Kalimat terakhir Dinda membuat jantung berdetak lebih cepat dari batas normal, mungkinkah……?! Ahhhh…… Mas Ihsan, ternyata cucu-cucu kita lebih dulu bertemu dan jika benar dugaanku nasib mereka lebih beruntung dari nasib kita. Tapi apakah mungkin cucumu menuntut ilmu di tempat yang sama dengan cucuku? Bukankah Jogya banyak universitas yang bagus dan mengapa aku sama sekali tidak mengetahuinya? Ternyata komunikasi yang terputus membuatku tak tahu apa-apa tentangmu dan keluargamu. 

“Dinda, Eyang jadi ingin tahu bagaimana sih lagu, paling tidak syairnya lagu itu. Judulnya membuat Eyang penasaran.
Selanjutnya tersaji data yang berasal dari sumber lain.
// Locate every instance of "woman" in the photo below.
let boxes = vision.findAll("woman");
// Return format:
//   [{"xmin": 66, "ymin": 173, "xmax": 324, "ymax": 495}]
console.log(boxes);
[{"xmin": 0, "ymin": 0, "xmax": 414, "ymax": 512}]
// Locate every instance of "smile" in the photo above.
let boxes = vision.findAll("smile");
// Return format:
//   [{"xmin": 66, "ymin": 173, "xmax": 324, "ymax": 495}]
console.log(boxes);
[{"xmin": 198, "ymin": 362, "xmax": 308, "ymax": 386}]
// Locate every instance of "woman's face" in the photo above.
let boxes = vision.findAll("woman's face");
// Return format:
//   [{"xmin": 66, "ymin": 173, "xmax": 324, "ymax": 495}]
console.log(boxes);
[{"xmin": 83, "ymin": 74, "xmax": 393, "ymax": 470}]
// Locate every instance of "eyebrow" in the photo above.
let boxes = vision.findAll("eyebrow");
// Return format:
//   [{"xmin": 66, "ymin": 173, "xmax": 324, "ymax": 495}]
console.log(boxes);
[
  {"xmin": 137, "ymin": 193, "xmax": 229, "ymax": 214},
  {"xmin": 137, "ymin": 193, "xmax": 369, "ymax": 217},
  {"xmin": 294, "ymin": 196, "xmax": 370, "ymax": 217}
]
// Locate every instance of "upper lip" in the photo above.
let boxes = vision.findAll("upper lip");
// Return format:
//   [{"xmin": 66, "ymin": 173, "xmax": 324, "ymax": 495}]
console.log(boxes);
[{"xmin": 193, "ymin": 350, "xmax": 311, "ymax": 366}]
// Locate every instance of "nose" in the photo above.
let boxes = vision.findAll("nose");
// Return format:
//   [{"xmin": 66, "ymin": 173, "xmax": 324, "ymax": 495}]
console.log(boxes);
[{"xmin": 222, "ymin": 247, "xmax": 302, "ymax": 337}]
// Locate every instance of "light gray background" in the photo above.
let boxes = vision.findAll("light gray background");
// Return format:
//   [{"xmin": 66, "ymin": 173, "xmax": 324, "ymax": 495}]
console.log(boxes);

Apakah syair itu ada padamu, Nduk?” tanyaku dengan sikap penasaran yang kentara. Mudah-mudahan Dinda tidak memperhatikan sikapku ini.

“Ada Eyang, sebentar Dinda ambilkan” 

Dinda membuka map yang berisi tumpukan kertas, mencabutnya selembar dari kumpulan kertas lainnya dan menyodorkannya padaku. Jemariku sedikit gemetar membaca syair itu, ada bagian dari jiwaku melayang mengingat masa silam yang tertuang dalam bait-bait syair itu. Bagaimana tidak, ada andilku dalam merangkai kata demi kata hingga membentuk sebuah lagu yang sangat indah, menurutku.
Kidung Senja di Tepi Harmoni

Kidung ini kulantunkan bagimu, duhai kau pujaanku
Dengarlah, setiap rangkaian kata seolah mewakilimu
Keindahmu tertuang dalam syair laguku
Duhai pujaanku, adakah kau rasakan sama sepertiku
*
Bulan membubuy tinggi di awan
Keduanya tak terjangkau oleh jamahanku
Kau hanya dapat kupandang,tak mampu kumiliki
Rasaku-rasamu, hanya kita yang tahu
*
Elok nian sang juwita malam
Bagiku, kau lebih elok duhai gadisku
Apalah daya nasib menghendaki lain
Sampai matipun kau tak dapat kumiliki
*
Kidung ini kunamakan kidung senja
Nyanyian indah tercipta dari rasa cinta
Senja akan berganti, sayang
Dan kita harus siap menjalani
Kehidupan yang digariskan olehNya
*****
Tak sadar air mataku menggenang di pelupuk mata, walau tak sampai tumpah. Wajah kisut ini sudah cukup menderita menahan kerinduan yang terpendam. Akhirnya Tuhan menghendaki lain dengan menyatukan cucu-cucu kita sebagai penerus cinta kita. Terima kasih Gusti……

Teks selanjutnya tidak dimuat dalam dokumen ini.